What parents need to know
Parents need to know that, in I, Daniel Blake, respected indie director Ken Loach presents a pretty grim look at hardworking, responsible English people who get sick or lose their jobs and are then mistreated by a social welfare system that seems designed to make desperate people give up. Integrity and kindness are clearly valued, but younger viewers may not understand the subtleties involved -- for example, why a young mother might turn to sex work to support her children (no nudity or sexual activity is shown). While there's little violence, many scenes are upsetting, including a man having a heart attack, characters suffering due to hunger and poor living conditions, kids being teased, etc. Language is pretty salty and includes "f--k," "s--t," and "bastard."
What's the story?
After his heart attack, the doctor says that Dan (Dave Johns) -- the title character of I, DANIEL BLAKE -- can't work until his heart function improves. And as if having a heart attack wasn't nightmarish enough, when Dan goes for his "employment support assessment" to determine whether he can get British workman's compensation, he's deemed unworthy of support. Thus begins Dan's his entry into what the movie portrays as an unfeeling, dehumanizing social welfare bureaucracy. He can't work, and he's ineligible for support unless he appeals, a process that's complicated and self-contradictor. (He can't appeal until he gets a call from a "decision maker" announcing his ineligibility, followed by a letter confirming the same. But the letter came first! Sorry, no appeal.) During one visit to the welfare office, Dan stands up for a young, down-and-out mother, Katie (Hayley Squires), who's clearly being mistreated by the overworked, impatient social service workers. His protest gets them both escorted out, and a beautiful friendship begins.
Is it any good?
This is a powerful, beautiful, and depressing drama about dignity in the face of humiliation. It's also about humanity in the face of insensitive bureaucracy and about demanding respect and decent treatment for all, not just those who can pay for it. Writer-director Ken Loach is a keen, no-nonsense, socialist-leaning observer whose work reflects the pragmatic vision of someone who trained as a lawyer. As portrayed by him (and others), the British welfare system is a grim bureaucracy populated by stuffy, rule-ridden robots who are badly impersonating social workers.

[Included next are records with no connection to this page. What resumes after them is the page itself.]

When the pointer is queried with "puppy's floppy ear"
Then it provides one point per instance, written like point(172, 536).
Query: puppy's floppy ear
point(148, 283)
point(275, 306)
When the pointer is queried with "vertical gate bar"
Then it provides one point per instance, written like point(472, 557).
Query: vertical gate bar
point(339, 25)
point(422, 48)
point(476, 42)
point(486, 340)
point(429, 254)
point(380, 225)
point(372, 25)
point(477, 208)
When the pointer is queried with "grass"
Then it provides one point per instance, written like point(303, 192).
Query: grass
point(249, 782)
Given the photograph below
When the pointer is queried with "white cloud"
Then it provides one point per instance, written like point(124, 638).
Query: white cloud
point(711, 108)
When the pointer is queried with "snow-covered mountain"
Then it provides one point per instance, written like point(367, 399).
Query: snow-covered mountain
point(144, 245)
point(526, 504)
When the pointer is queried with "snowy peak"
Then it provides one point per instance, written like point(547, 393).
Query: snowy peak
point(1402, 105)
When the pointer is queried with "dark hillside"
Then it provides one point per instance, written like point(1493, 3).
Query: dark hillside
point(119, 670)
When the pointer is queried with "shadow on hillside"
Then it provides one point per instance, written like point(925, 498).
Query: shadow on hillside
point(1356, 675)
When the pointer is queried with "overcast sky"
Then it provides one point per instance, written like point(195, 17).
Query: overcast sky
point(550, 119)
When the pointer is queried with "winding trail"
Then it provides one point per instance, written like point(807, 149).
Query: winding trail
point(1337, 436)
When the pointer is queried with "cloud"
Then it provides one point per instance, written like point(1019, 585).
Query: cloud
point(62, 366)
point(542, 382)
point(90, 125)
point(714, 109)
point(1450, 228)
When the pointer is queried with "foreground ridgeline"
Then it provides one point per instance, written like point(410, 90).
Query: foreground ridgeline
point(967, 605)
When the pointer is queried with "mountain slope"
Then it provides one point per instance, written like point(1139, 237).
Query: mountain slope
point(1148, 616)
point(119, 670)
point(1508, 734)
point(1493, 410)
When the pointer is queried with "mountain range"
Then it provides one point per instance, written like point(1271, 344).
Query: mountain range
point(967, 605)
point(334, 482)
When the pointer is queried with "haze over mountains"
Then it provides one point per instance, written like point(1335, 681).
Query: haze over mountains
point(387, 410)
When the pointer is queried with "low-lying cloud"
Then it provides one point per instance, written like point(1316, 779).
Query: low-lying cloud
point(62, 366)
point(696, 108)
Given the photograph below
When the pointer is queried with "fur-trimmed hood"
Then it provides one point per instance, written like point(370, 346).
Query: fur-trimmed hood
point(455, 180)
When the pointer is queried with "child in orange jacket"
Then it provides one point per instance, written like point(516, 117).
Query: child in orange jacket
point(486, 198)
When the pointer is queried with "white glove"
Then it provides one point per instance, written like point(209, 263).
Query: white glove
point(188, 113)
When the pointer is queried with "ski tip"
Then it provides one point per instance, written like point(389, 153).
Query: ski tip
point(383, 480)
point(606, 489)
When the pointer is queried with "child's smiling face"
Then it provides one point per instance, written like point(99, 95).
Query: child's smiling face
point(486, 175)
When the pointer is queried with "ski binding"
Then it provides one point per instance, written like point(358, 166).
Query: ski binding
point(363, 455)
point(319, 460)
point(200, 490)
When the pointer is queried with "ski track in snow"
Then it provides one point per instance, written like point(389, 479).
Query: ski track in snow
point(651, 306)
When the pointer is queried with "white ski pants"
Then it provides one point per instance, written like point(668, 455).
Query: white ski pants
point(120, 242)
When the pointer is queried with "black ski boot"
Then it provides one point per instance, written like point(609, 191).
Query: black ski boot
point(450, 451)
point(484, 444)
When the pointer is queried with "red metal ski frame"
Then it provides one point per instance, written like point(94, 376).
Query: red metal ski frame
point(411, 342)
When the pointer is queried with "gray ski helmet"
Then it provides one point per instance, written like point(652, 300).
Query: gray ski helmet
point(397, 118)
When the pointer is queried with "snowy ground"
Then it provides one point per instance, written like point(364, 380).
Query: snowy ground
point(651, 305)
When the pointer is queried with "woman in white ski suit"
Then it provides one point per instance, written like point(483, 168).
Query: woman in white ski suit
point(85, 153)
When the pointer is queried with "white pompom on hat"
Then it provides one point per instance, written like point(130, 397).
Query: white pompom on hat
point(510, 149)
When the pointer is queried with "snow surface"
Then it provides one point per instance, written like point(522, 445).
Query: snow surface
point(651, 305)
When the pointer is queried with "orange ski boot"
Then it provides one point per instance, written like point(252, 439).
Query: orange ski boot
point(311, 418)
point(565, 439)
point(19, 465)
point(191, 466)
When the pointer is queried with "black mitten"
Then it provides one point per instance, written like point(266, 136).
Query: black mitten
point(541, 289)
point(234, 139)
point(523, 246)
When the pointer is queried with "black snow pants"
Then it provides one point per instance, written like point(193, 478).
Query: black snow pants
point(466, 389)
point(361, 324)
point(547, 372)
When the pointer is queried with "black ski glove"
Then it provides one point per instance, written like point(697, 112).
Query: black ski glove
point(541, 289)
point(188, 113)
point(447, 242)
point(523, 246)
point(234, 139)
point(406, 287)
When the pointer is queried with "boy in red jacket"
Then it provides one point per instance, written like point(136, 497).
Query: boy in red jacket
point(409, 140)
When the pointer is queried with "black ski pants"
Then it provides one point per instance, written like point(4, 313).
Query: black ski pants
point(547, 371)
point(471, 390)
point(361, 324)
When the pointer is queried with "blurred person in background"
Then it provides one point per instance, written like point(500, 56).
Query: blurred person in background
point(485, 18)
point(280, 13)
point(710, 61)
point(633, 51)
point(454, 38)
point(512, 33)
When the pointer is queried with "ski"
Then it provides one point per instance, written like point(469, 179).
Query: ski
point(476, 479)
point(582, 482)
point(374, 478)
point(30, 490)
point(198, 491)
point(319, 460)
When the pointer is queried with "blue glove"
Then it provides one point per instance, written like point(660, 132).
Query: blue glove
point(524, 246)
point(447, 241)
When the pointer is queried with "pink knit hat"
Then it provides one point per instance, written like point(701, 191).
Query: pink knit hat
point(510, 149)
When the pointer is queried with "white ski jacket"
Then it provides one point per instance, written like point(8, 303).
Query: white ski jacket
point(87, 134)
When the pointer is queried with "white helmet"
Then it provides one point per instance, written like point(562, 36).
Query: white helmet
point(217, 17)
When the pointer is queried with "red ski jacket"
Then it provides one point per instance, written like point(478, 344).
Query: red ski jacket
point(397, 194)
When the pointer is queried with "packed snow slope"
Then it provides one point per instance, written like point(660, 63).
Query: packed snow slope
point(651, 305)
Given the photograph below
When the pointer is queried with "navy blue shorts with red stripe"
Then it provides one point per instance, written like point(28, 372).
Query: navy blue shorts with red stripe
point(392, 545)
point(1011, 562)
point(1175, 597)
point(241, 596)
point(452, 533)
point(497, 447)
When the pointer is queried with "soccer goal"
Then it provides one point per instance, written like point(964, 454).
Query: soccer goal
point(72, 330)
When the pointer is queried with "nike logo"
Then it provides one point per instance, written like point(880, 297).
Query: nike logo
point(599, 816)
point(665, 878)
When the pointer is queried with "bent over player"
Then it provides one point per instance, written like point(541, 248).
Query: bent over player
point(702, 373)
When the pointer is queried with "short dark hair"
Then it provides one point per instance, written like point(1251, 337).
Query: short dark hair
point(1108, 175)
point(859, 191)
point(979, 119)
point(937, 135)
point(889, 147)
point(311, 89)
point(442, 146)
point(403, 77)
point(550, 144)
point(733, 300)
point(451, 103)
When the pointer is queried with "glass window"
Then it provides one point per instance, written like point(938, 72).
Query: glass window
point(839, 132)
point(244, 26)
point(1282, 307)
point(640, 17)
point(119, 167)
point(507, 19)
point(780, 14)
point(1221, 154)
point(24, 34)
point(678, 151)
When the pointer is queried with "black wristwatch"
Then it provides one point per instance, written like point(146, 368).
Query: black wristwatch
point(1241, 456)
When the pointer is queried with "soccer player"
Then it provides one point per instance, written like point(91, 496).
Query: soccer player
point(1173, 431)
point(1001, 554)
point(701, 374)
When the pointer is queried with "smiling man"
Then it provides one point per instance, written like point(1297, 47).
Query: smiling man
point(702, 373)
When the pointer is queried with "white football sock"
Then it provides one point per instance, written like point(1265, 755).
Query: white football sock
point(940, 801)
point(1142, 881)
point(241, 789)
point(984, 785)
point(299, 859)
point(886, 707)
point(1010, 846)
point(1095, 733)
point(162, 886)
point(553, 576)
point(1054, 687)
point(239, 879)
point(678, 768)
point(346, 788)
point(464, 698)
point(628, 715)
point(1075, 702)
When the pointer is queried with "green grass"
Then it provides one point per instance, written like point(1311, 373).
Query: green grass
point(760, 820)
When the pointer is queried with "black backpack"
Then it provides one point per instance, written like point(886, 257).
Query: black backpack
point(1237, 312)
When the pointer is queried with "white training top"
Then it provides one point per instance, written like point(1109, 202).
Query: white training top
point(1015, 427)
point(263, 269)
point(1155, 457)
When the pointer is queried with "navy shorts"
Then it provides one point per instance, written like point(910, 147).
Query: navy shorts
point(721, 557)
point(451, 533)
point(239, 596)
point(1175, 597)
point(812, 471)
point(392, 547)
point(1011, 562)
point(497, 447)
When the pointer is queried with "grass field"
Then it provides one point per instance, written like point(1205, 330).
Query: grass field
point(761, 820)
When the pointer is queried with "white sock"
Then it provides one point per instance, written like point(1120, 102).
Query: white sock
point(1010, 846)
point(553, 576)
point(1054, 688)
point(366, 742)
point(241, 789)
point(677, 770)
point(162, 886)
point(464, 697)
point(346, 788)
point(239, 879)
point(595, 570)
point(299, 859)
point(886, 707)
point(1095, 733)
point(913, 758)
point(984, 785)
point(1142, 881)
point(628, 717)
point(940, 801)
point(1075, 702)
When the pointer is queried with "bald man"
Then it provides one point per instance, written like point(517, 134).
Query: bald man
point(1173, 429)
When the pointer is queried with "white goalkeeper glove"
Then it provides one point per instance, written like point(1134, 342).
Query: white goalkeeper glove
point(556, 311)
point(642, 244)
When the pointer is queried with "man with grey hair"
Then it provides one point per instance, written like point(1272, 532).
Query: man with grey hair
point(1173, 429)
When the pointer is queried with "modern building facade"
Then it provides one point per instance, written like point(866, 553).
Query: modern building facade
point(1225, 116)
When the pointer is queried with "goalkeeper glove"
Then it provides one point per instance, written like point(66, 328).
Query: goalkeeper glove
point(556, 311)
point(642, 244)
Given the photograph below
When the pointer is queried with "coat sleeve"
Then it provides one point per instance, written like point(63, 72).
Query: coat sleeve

The grimness never lets up. When Dan can take no more of the system's dark absurdity, he performs an attention-getting act of defiance that gets him hauled off by the police. In a less realistic, less gritty piece of social observation, Dan would have been praised by journalists and brought to the attention of outraged authorities bent on correcting a broken system. Wealthy benefactors would have lined up to rescue him. Nothing so predictable or sentimental happens here. In Loach's world, the occasional social worker with a heart is scolded by her supervisor because showing empathy and being helpful sets a bad precedent. In Loach's world, it's only the poorest of the poor who seem willing to share their last crumbs with fellow sufferers, while the state's system remains largely heartless. Good people who've worked hard and paid their dues all their lives end up victimized when they need help the most. I, Daniel Blake serves as a well-made work of social protest against a system that, as one observer puts it, is designed to make people give up. As Dan assures his starving, ashamed friend, "You are amazing, you've done nothing wrong."
Talk to your kids about ...
How does the film argue that society should treat hardworking people who suffer one bad break and spiral downward from there? Do you agree?
What is "realism" in movies? How "realistic" does this movie feel? Is it possible to capture absolute reality in a movie?